How This Simple “Box” Trading Concept Could Easily Double Your Gains
If you follow the principles shown in one simple chart, you could have the chance to double your trading gains.
We’re not talking about a one-time boost to your brokerage account, either. If you follow the chart pattern we’re about to reveal, you will have the opportunity to quickly and permanently improve your trading results.
You don’t need to know anything about technical analysis. You don’t have to interpret confusing indicators. And you only need to recognize a few lines on a chart. Whether you use it to create a new trading plan or alter the one you’re already using, you’re sure to see immediate and lasting results.

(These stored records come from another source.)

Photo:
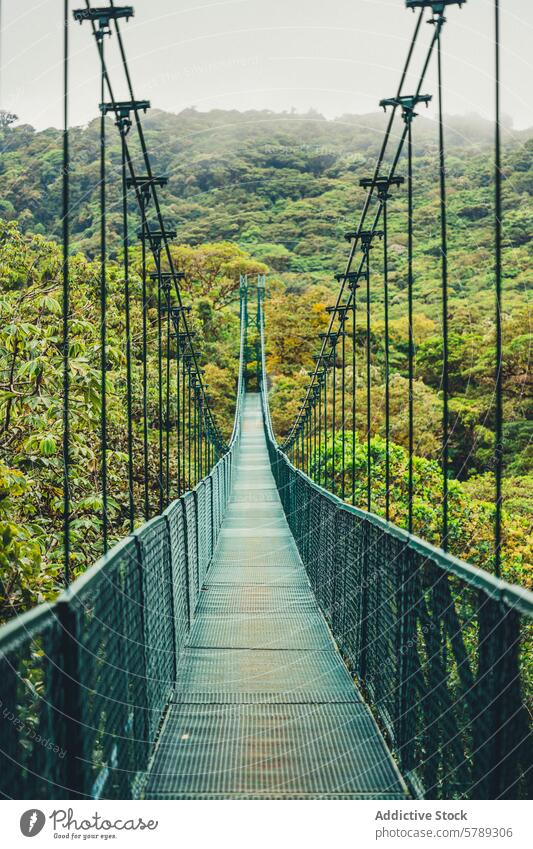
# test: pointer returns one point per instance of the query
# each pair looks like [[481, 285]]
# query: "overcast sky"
[[337, 56]]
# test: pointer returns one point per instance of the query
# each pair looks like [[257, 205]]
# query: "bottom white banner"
[[276, 825]]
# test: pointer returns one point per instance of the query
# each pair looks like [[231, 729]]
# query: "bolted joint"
[[102, 17], [407, 103], [382, 185]]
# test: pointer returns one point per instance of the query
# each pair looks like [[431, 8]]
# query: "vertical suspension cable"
[[334, 415], [368, 385], [444, 279], [100, 36], [66, 301], [167, 399], [178, 401], [195, 444], [410, 314], [387, 353], [160, 383], [144, 202], [131, 503], [189, 427], [498, 274], [354, 389], [326, 369], [319, 457], [342, 317]]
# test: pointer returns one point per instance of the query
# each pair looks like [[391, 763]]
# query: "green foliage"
[[257, 191], [471, 516], [31, 387]]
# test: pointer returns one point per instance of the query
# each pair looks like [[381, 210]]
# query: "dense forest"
[[262, 193]]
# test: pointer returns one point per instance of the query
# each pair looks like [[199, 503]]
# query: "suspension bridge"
[[260, 634]]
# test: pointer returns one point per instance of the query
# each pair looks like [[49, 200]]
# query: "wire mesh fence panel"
[[32, 743], [175, 518], [438, 647], [104, 676], [153, 540], [189, 503], [441, 649]]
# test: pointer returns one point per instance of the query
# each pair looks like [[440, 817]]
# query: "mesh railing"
[[441, 650], [84, 682]]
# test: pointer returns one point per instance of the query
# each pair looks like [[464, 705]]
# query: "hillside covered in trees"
[[248, 193]]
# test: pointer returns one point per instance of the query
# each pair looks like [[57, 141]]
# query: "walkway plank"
[[264, 707]]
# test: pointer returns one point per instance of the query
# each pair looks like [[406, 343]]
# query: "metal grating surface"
[[264, 707], [268, 749], [255, 599], [238, 698], [263, 670], [277, 631], [222, 573]]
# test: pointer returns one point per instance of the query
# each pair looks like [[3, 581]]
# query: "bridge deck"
[[264, 707]]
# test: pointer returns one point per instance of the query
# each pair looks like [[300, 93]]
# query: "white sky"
[[337, 56]]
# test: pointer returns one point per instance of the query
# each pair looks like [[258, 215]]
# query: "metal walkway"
[[264, 707]]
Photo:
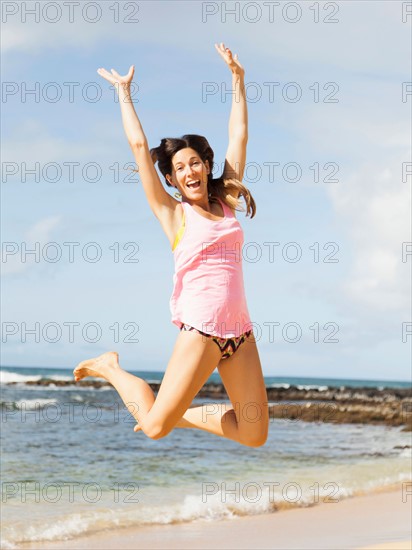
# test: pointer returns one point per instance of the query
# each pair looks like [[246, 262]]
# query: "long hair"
[[217, 187]]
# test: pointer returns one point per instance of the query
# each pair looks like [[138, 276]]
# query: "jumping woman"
[[208, 302]]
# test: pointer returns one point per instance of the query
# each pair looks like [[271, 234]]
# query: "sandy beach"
[[381, 520]]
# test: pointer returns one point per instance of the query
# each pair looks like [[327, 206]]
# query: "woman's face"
[[189, 173]]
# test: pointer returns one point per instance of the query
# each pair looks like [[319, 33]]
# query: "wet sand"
[[382, 520]]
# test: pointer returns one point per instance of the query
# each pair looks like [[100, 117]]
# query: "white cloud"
[[12, 259], [374, 205]]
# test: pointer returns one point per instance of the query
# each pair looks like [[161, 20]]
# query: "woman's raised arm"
[[238, 122], [156, 194]]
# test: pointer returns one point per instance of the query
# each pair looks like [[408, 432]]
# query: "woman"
[[208, 302]]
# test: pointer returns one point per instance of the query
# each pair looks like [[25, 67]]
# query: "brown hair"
[[217, 187]]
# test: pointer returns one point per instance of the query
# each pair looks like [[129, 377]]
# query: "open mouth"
[[194, 185]]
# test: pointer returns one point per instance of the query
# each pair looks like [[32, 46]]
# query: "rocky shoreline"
[[353, 405]]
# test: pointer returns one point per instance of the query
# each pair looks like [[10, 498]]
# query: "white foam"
[[34, 404], [312, 387], [9, 377]]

Best of all, this chart works for any time frame. Your investing horizon doesn’t matter one bit with this strategy. You could be looking at a weekly chart, a daily, or even a 30-minute chart for a quick swing trade. The technique remains the same.
Let’s take a look to see how it works…
This Chart Will Improve Your Trading Performance
Without further delay, here’s the chart that will renew your trading success:
We’ve deliberately removed the name of the stock and the time frame here because they are not important. We want you to concentrate on the area inside the blue box. The price movement inside the box contains the meat of this particular stock’s big move from $20 to $110. But if we had to bet, we would guess that most traders and investors who attempted to play this stock did not book the gains you see inside the blue square.
That’s because most traders allow greed to creep into their analysis. They want to profit from the entire move — not just the strongest, most predictable section. Using our chart as an example, the trader wants in at $20. And he wants to exit at the trend’s absolute peak.
Not only are these expectations totally unrealistic — they can quickly damage your overall returns.
How Most Traders Can Destroy Their Performance
Let’s say our trading friend times his entry correctly and waits for the stock to break out. He buys near $40 — right as the stock crosses into the blue box. The market proves his analysis correct as the stock moves higher. Fast-forward a couple of weeks, and our trader is sitting on big gains when the stock breaks $100.
Unfortunately, the stock’s strong performance has distracted our trader from the realities of his investment. That’s when the greed kicks in. He becomes obsessed with the potential profits. Instead of diligently planning his exit, he’s counting on the next big move.
That’s when the stock shows its first signs of stress, hitting $90 again. It then takes an even bigger hit, dropping below $70. Instead of selling, our trader wants to wait it out. After all, he’s already seen those big open gains in his account from when the stock peaked. Now, our trader’s reasoning quickly turns from hopeful to irrational…
If it could just get back to $100 — then I’ll sell.
This is exactly the kind of thinking that turns big winners into average trades… or worse.
Our trader was looking for home-run gains. Now he’s sweating out a big reversal. As the stock continues to drop, our trader friend finally decides he wants out. In a panic, he sells his shares as the stock finally dips into the $40 range once again.
Instead of more than doubling his money by taking a huge gain, our trader ends up stubbornly waiting for windfall profits. In the end, he takes profits that are a little more than a tenth of what he once had on the table.
Keep It In ‘The Box’
That’s why you have to trade inside the box. That means limiting your expectations to the middle section of a stock’s big move. You’ll never get rich trying to guess when a stock will bounce. The same goes for guessing when shares will peak.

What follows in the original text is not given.